Abre el libro “La propuesta”, un cuento que de algún modo funciona como prólogo de la colección y desarrolla, a la vez, una versión del ser nacional y del extrañamiento. El protagonista -y a la vez el narrador- es el empleado de una empresa que, transferido a una filial en Hanoi (Cortelletti, como diplomático, vivió algunos años en la capital de Vietnam), encuentra en el tango un lenguaje que le habla de su patria, aunque él en Argentina no fuera especialmente entusiasta del género. En ese nuevo extraño mundo, el tango y, más precisamente, la voz de Gardel (a partir de un grupo de locales que lo bailan y lo escuchan) se transforman en una forma de seguir, de algún modo, viviendo en su Buenos Aires natal, en contacto con su familia, sus tradiciones y su idioma. La peculiaridad está, justamente en que el protagonista aprende a ser “argentino” y comienza a vivir realmente ese mundo (que es el “suyo”) en el exterior.
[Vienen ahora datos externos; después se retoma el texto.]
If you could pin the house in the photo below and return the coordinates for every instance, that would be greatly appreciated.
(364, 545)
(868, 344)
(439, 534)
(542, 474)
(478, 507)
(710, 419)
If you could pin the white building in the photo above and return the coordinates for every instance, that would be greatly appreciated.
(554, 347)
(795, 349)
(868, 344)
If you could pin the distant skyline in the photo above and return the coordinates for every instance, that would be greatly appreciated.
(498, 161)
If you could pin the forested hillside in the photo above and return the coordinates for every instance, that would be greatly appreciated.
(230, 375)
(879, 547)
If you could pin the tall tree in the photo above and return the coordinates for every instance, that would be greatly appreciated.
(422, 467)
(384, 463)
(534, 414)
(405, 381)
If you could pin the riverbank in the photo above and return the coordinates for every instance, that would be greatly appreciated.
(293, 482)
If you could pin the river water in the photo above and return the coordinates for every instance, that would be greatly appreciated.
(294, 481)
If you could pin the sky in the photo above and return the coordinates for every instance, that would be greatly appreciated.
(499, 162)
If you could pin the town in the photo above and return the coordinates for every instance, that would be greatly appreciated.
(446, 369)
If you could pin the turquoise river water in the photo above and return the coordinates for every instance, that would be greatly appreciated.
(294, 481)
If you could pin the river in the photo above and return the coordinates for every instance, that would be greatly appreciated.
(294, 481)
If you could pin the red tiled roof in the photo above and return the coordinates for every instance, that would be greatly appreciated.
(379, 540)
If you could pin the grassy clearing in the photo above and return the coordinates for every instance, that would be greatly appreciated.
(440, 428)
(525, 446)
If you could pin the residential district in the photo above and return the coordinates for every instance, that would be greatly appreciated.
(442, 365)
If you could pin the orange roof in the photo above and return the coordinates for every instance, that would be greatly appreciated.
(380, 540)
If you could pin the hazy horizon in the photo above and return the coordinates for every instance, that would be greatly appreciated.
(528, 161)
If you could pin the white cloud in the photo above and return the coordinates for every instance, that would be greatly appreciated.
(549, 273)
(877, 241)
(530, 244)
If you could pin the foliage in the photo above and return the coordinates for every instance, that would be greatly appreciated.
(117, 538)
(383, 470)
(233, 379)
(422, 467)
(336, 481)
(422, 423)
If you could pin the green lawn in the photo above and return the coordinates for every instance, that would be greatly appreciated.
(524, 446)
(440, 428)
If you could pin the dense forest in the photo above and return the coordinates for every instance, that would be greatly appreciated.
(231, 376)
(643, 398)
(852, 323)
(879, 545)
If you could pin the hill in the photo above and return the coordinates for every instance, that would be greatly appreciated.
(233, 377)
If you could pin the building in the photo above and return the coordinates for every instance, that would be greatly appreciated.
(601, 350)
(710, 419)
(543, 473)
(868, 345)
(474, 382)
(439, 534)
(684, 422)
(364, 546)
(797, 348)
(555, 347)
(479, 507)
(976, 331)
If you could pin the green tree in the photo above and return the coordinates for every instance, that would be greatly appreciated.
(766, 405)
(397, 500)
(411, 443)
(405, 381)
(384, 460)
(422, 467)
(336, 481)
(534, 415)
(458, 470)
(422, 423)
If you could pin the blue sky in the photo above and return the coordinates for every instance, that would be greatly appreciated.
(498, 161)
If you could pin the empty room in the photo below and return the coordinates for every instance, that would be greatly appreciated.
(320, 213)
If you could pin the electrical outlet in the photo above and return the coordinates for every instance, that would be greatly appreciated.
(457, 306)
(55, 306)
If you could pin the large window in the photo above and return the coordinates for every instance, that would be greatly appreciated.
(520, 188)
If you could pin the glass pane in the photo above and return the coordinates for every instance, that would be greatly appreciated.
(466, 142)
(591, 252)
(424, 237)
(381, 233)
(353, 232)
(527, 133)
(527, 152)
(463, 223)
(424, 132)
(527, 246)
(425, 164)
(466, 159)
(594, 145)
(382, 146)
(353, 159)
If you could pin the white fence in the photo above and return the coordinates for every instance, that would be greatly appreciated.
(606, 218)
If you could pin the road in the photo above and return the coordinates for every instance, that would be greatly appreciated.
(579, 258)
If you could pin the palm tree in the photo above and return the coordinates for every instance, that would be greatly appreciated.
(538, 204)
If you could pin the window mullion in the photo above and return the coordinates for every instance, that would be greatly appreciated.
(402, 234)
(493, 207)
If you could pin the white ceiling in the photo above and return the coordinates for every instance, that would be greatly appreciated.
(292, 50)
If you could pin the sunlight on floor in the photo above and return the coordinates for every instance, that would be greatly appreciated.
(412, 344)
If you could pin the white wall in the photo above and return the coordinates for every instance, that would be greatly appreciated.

El efecto de extrañamiento, entonces, funciona en dos niveles: por un lado, cuando lo propio se mezcla con lo ajeno (escuchar “Por una cabeza” en un remoto país asiático, cantar “Adiós muchachos” en una típica milonga porteña ante un público conformado por vietnamitas, ignorantes del español); y, por otro, cuando eso que fue propio, visto en perspectiva, se enrarece (ver las fotografías, escuchar “Cafetín de Buenos Aires” y pensar en cierto cafetín de Hanoi donde se fue feliz).
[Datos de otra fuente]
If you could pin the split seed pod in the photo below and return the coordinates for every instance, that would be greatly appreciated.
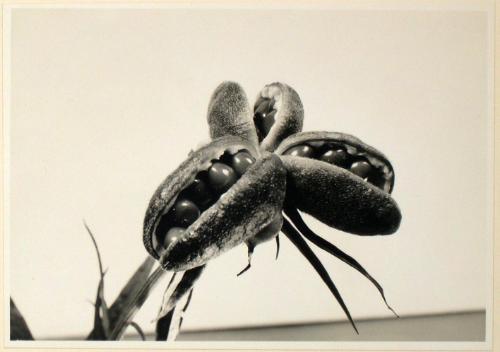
(238, 213)
(341, 181)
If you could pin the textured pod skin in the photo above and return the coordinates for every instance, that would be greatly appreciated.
(229, 113)
(375, 157)
(242, 212)
(339, 199)
(289, 117)
(166, 194)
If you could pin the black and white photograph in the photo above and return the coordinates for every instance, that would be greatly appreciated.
(254, 175)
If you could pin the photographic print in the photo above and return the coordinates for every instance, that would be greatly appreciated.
(246, 175)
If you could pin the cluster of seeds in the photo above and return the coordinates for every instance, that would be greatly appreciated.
(264, 116)
(337, 154)
(199, 195)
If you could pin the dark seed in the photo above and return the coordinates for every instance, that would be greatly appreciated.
(316, 144)
(361, 168)
(173, 235)
(185, 212)
(304, 151)
(199, 192)
(264, 106)
(337, 157)
(221, 177)
(378, 180)
(241, 161)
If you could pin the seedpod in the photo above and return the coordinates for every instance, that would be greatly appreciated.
(229, 113)
(278, 113)
(349, 190)
(239, 211)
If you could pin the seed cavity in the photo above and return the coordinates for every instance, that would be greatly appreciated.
(264, 113)
(345, 156)
(207, 187)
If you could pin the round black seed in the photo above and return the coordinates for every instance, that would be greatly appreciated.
(377, 179)
(337, 157)
(316, 144)
(361, 168)
(221, 177)
(264, 106)
(166, 221)
(185, 212)
(200, 192)
(241, 162)
(304, 151)
(172, 236)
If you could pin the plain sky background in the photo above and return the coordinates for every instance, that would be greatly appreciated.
(105, 103)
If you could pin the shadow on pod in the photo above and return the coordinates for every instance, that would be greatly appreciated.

“Y me puse a escribir” es la frase que cierra ese primer cuento. A continuación, se sucede la serie, de factura esmerada y, a menudo, con argumentos que rozan lo fantástico o coquetean con ello. En uno de los mejores, “Hambre”, dos amigos discuten sobre el nominalismo en Jorge Luis Borges, en un apartamento tomado por las hormigas; en otro, “Las verdades de Nanking” -que mezcla con destreza las formas del cuento y del guion cinematográfico-, un periodista japonés se interna en la terrible historia del dominio de su país sobre China y la explotación sexual de mujeres durante la Segunda Guerra Mundial; “El lugar de la razón”, que es el alegato de un enfermero ante un juez, se conforma como un intenso ejercicio de pasaje del registro oral a la escritura, que impacta por el alcance de su historia y, a la vez, por la fluidez de su prosa. El extrañamiento, en estos casos, se da a la vez a nivel léxico y de la fábula, donde lo ominoso o lo sorprendente se presentan, según un procedimiento clásico, mediante una distorsión o dislocamiento de lo cotidiano.

A partir de “El traslado”, sin embargo, el libro decae. Si los mejores de los primeros cuentos están caracterizados por un intenso trabajo de la prosa que invisibiliza el estilo, por finales con vuelta de tuerca que sorprenden y por cierto “estudio de costumbres”, que delinea con pocas frases idiosincrasias y psicologías; los siguientes se vuelven previsibles, con personajes planos que derivan en historias chatas y parecen, en algunos casos, como el de “El montaje”, más bocetos que textos acabados. El juego libre con las convenciones del cuento fantástico y el realista, ese límite poroso en el que se mueve el autor con tanta habilidad, el manejo sutil y armonioso del tiempo narrativo; todo tiene un regusto, en los cuentos finales (y, también en “En su mirada”), de abuso de una fórmula. Esto, sin embargo, no impide que conserven elementos destacables, señas que hacen de Cortelletti un escritor a tener en cuenta. En algunos casos el argumento se estropea por una ejecución apurada; en otros, por el contrario, la historia se prolonga demasiado, a veces el desenlace se adivina en el primer párrafo; sin embargo, hay siempre algo que perdura: un personaje, una metáfora feliz, una idea, una acción. En los mejores, todo ocurre en un equilibrio muy elaborado entre ritmo, personajes interesantes, historias singulares y una prosa meditada y precisa. Seres primordiales es, entonces, y a pesar de su factura despareja, un contundente comienzo. Como para esas hormigas que pueblan las tapas, y como para esas personas que pueblan los cuentos, lo “primordial” es, para Cortelletti (y para nosotros), seguir el camino, la trama.